Wang Shucai, Li Eryang, Porth Ilga, Chen Jin-Gui, Mansfield Shawn D, Douglas Carl J
1] Key Laboratory of Molecular Epigenetics of MOE & Key Laboratory of Vegetation Ecology of MOE, Northeast Normal University, Changchun, 130024, China [2] Department of Botany, University of British Columbia, Vancouver, BC V6T 1Z4, Canada [3].
1] Department of Botany, University of British Columbia, Vancouver, BC V6T 1Z4, Canada [2].
Sci Rep. 2014 May 23;4:5054. doi: 10.1038/srep05054.

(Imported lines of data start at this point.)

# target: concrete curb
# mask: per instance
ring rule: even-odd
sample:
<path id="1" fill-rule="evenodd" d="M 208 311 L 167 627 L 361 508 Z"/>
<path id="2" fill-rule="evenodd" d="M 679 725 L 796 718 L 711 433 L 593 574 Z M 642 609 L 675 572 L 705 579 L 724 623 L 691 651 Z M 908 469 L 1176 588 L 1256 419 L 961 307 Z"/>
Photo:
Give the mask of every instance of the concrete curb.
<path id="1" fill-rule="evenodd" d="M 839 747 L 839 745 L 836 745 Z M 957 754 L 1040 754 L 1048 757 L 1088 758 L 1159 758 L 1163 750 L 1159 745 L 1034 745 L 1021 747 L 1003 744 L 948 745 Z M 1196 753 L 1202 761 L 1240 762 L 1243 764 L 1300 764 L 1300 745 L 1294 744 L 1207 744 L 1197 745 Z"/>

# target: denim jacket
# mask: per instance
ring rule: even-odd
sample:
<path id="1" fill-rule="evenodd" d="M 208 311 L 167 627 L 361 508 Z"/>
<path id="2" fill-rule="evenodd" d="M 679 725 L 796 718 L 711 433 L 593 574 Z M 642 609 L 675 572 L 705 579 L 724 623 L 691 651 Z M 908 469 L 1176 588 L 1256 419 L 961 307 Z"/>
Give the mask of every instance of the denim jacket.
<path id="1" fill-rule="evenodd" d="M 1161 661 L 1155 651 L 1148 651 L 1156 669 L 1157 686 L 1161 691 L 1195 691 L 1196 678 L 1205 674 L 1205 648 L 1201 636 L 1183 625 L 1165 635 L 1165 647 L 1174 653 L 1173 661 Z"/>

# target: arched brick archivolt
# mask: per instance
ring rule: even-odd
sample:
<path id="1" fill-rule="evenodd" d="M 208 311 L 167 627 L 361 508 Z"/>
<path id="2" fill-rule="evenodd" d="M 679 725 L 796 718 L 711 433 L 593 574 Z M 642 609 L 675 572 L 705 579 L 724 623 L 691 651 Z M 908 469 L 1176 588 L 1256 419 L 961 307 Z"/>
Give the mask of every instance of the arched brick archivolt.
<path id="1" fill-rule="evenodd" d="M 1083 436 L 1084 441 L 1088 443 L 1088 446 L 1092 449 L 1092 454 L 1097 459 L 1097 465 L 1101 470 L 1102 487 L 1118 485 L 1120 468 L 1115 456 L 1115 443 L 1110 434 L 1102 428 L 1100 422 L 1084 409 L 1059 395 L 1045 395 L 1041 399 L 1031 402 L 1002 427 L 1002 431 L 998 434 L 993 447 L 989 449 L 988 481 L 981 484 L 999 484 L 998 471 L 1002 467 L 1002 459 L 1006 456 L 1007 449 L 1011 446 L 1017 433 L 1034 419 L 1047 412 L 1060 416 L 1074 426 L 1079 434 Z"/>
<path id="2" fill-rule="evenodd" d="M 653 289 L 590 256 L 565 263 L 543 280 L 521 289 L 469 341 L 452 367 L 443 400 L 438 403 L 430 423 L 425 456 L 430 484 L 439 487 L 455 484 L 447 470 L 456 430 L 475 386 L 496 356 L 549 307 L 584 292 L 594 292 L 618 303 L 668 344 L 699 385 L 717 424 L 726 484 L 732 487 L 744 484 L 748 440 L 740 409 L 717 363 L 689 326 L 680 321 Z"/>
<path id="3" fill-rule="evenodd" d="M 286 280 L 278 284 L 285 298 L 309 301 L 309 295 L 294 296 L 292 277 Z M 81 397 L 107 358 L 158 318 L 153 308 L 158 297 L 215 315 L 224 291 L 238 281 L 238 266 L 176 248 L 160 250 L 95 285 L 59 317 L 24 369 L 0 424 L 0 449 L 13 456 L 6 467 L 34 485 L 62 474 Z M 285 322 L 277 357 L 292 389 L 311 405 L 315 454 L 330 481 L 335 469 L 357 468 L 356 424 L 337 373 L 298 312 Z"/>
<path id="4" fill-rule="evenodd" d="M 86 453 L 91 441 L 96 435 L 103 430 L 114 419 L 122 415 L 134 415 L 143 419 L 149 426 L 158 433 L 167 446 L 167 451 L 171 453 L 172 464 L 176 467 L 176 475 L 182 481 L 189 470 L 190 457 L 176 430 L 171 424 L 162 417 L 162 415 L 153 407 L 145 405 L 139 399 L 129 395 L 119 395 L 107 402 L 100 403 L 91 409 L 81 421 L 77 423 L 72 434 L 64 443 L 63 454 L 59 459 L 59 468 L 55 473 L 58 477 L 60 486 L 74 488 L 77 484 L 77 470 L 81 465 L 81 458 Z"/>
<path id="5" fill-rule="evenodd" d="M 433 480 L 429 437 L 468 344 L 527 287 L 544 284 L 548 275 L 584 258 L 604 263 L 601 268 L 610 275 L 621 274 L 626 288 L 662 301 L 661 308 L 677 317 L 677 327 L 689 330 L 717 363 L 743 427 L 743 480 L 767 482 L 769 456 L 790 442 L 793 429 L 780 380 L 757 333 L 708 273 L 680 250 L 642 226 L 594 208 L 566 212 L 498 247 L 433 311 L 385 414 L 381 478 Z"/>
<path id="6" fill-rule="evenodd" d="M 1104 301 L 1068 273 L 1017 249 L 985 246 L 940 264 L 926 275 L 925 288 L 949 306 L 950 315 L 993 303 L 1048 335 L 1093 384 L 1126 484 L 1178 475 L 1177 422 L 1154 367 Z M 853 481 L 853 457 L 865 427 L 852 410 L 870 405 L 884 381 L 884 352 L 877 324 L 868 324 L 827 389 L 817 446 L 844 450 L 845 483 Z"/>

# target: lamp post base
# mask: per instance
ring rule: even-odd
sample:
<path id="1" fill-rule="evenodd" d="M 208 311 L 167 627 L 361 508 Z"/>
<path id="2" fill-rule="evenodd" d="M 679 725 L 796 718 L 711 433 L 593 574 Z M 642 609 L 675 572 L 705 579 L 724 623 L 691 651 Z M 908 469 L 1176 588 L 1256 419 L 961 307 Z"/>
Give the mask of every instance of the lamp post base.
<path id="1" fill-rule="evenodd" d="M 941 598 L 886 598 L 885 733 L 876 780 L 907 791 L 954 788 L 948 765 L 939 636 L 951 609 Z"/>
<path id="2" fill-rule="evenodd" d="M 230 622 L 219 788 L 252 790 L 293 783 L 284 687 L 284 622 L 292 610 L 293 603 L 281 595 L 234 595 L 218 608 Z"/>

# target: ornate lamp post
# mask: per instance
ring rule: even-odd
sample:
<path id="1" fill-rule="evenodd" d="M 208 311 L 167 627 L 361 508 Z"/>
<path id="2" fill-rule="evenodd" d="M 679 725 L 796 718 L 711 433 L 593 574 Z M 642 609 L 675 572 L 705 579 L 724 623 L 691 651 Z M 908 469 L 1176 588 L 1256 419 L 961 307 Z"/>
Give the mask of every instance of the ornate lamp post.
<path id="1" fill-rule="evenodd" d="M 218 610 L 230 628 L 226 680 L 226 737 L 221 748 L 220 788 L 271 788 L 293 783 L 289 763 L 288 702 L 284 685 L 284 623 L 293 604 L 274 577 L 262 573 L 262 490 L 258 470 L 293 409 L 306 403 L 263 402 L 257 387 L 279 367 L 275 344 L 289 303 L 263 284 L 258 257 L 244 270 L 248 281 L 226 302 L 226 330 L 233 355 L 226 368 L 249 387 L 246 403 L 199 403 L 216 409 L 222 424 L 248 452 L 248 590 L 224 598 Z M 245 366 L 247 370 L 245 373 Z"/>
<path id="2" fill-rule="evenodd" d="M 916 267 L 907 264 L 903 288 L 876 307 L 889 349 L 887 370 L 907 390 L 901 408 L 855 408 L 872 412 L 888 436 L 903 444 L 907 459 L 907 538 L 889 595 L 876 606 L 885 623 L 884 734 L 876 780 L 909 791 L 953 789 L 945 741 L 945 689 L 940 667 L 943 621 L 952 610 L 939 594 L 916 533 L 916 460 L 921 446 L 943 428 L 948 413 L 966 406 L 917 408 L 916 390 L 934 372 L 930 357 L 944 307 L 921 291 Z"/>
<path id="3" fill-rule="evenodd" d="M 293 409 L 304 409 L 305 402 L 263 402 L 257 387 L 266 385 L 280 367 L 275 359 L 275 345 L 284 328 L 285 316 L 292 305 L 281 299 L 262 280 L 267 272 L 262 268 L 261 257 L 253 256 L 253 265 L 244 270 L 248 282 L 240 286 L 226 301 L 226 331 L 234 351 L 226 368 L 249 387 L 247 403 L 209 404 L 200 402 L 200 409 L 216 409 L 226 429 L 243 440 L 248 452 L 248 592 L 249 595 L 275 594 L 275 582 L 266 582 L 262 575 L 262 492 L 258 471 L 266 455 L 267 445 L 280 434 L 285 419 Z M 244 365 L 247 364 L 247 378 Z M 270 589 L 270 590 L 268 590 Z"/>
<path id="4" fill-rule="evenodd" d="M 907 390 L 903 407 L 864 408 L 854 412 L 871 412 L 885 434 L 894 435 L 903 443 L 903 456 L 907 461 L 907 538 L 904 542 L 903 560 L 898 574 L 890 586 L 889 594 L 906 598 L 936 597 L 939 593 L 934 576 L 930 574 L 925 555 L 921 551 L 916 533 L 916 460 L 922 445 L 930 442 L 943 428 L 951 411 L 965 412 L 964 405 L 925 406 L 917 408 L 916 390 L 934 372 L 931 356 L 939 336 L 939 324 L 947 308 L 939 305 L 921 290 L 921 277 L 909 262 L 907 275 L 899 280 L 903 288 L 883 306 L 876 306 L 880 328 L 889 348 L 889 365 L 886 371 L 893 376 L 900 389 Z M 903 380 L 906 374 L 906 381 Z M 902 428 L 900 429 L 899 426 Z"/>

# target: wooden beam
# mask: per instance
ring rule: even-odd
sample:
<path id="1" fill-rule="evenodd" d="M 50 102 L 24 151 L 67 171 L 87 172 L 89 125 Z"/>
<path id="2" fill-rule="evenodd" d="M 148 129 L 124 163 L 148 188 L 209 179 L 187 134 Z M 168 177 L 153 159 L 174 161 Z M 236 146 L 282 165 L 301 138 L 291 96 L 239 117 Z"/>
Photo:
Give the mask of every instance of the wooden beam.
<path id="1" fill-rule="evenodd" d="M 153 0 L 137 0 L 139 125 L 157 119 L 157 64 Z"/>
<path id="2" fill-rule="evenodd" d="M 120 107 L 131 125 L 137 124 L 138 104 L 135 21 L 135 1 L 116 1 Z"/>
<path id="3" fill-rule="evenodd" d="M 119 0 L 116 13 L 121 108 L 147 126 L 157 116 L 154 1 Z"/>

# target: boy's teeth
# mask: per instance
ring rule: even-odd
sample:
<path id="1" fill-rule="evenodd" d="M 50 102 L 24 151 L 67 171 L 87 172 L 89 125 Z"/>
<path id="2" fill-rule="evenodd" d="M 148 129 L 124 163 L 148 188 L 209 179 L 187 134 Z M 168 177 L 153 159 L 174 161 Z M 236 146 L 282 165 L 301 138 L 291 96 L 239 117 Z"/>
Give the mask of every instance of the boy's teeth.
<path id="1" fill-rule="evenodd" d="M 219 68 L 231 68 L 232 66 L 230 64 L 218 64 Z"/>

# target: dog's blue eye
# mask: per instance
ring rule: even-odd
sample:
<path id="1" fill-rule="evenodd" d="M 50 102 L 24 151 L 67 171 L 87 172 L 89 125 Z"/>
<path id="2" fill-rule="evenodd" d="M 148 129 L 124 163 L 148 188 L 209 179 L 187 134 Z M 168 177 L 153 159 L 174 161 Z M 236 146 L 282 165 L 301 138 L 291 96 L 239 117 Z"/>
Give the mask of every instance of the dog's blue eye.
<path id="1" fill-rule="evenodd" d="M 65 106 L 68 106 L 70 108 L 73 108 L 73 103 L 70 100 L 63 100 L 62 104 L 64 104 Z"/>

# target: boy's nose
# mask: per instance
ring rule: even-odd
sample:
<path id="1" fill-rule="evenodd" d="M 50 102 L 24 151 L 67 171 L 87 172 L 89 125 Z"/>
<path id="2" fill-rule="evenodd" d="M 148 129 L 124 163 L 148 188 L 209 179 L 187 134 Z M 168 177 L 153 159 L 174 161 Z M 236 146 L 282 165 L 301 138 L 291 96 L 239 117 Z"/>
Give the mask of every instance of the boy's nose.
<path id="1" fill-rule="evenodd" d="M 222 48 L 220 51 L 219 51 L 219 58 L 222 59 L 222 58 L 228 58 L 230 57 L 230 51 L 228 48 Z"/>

Poplar has 192 annotated R2R3 MYB genes, of which only three have been shown to play a role in the regulation of secondary cell wall formation. Here we report the characterization of PtrMYB152, a poplar homolog of the Arabidopsis R2R3 MYB transcription factor AtMYB43, in the regulation of secondary cell wall biosynthesis. The expression of PtrMYB152 in secondary xylem is about 18 times of that in phloem. When expressed in Arabidopsis under the control of either 35S or PtrCesA8 promoters, PtrMYB152 increased secondary cell wall thickness, which is likely caused by increased lignification. Accordingly, elevated expression of genes encoding sets of enzymes in secondary wall biosynthesis were observed in transgenic plants expressing PtrMYB152. Arabidopsis protoplast transfection assays suggested that PtrMYB152 functions as a transcriptional activator. Taken together, our results suggest that PtrMYB152 may be part of a regulatory network activating expression of discrete sets of secondary cell wall biosynthesis genes.
杨树有192个注释的R2R3 MYB基因,其中只有三个已被证明在次生细胞壁形成的调控中发挥作用。在此,我们报道了PtrMYB152的特性,它是拟南芥R2R3 MYB转录因子AtMYB43的杨树同源物,在次生细胞壁生物合成调控中发挥作用。PtrMYB152在次生木质部中的表达量约为韧皮部中的18倍。当在35S或PtrCesA8启动子的控制下在拟南芥中表达时,PtrMYB152增加了次生细胞壁厚度,这可能是由木质化增加所致。相应地,在表达PtrMYB152的转基因植物中观察到次生壁生物合成中一系列酶编码基因的表达升高。拟南芥原生质体转染试验表明PtrMYB152作为转录激活因子发挥作用。综上所述,我们的结果表明PtrMYB152可能是激活离散次生细胞壁生物合成基因集表达的调控网络的一部分。